Действительно, вопрос — в кого? Сама Бабуля только и знала в жизни одного ненаглядного своего Ванечку.
…Выросли они в приокском селе, жили на одной улице под названием Луговая. Улица была крайней. Дома стояли по левую руку, а по правую шли пойменные луга. Хриплый гудок парохода на рассвете доносился отчетливо, сильно, как будто река была рядом, а ведь до нее через луг километра полтора, не меньше.
В седьмом классе приударил за ней однокашник, сын бывшего местного богатея, неизвестно куда сгинувшего еще в годы коллективизации. Звали его Рыжкой. Так же — Рыжкой — на селе кликали злющего пса. Был этот пес невелик, а нрав имел препаскудный. Подбирался к жертве тихо, исподволь, без лая и мгновенно прокусывал лодыжку, мякоть руки — всё, что подвернется. А сделав свое черное дело, так же тихо скрывался в подворотню или в заулок.
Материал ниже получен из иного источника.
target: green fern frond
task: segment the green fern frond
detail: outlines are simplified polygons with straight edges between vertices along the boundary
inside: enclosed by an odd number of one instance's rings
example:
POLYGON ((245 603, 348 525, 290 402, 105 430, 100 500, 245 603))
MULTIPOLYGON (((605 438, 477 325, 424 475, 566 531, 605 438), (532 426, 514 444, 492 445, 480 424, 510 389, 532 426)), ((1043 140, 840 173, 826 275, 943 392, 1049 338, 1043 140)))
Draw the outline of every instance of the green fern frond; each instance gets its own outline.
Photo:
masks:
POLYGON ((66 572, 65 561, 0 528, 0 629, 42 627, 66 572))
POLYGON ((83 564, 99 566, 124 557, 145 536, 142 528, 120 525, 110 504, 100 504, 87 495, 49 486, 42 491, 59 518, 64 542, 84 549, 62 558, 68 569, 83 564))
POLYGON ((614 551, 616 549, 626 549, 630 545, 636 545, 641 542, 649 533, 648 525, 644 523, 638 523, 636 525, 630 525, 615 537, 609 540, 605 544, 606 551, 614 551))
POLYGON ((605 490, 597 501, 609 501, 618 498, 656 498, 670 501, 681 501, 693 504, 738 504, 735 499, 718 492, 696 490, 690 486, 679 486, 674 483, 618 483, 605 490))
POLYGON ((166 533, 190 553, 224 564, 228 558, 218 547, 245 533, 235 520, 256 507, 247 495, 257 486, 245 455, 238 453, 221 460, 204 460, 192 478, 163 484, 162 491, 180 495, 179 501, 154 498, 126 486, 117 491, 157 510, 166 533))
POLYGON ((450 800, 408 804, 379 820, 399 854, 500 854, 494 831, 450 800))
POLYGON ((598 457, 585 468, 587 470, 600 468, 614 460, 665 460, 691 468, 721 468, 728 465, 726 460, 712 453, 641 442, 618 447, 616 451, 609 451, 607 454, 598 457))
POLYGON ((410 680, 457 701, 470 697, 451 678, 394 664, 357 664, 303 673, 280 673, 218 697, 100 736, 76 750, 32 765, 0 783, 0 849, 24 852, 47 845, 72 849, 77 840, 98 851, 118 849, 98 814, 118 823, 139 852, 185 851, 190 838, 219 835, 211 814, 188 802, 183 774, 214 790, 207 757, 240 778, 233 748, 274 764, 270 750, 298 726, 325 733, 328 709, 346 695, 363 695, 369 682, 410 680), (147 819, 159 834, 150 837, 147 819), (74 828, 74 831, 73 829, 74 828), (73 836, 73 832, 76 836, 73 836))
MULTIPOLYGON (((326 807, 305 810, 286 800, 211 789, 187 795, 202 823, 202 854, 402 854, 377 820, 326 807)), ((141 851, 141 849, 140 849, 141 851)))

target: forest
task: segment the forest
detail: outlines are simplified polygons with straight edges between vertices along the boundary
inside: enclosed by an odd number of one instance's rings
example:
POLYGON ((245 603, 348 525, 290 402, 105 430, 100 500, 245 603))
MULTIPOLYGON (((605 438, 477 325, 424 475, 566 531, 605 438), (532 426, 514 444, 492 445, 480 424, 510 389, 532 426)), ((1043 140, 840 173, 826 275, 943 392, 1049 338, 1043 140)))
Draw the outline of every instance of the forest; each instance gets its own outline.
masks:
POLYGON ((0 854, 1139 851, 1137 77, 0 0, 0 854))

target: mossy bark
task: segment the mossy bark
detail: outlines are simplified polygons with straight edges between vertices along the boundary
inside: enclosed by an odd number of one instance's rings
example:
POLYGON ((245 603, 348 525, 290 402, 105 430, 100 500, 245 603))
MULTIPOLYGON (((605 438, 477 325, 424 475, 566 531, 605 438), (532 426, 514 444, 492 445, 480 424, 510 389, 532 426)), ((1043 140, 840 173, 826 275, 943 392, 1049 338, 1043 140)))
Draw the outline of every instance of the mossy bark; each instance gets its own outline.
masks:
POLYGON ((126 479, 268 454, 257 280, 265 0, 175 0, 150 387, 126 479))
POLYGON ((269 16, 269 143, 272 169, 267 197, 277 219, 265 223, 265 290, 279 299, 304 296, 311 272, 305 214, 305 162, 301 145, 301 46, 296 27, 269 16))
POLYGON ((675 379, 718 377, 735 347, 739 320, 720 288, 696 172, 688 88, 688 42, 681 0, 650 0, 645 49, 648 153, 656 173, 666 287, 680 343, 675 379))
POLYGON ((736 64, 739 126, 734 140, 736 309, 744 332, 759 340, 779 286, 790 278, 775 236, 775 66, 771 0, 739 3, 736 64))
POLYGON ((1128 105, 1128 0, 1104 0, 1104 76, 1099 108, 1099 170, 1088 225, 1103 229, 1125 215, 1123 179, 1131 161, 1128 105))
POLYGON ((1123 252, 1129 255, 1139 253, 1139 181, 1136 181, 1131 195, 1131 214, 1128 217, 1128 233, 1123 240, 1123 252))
Кому пришло в голову обозвать собачьей кличкой рыжего парня, неизвестно, да только кличка прижилась.
Так вот этот Рыжка попробовал было подкатиться к Мане, однако Ванюша однажды погутарил с ним за амбаром, и тот отстал. Ненадолго, правда. Позднее не раз возникал в ее жизни назойливый ухажер, но Маня даже и думать о нем, да что там думать — смотреть на него спокойно не могла. Он и в малых годах стервецом был. Привяжет кошке консервную банку к хвосту, она носится по деревне, орет как оглашенная, людям отдыхать не дает. Или колючек наберет, набросает на тропинке, по которой ребята через луг купаться ходят, — опять крик, шум, слезы. А он трет ладонью свою наголо стриженную, отливающую медью черепушку и тихо, злобно смеется. Ребята давай дразнить его — «Вшивый, вшивый!» (слух прошел, что из-за вшей его остригли). А потом взяли и избили втемную, накинув на голову мешок. А ему хоть бы что. Носится по улицам, придумывает новую каверзу.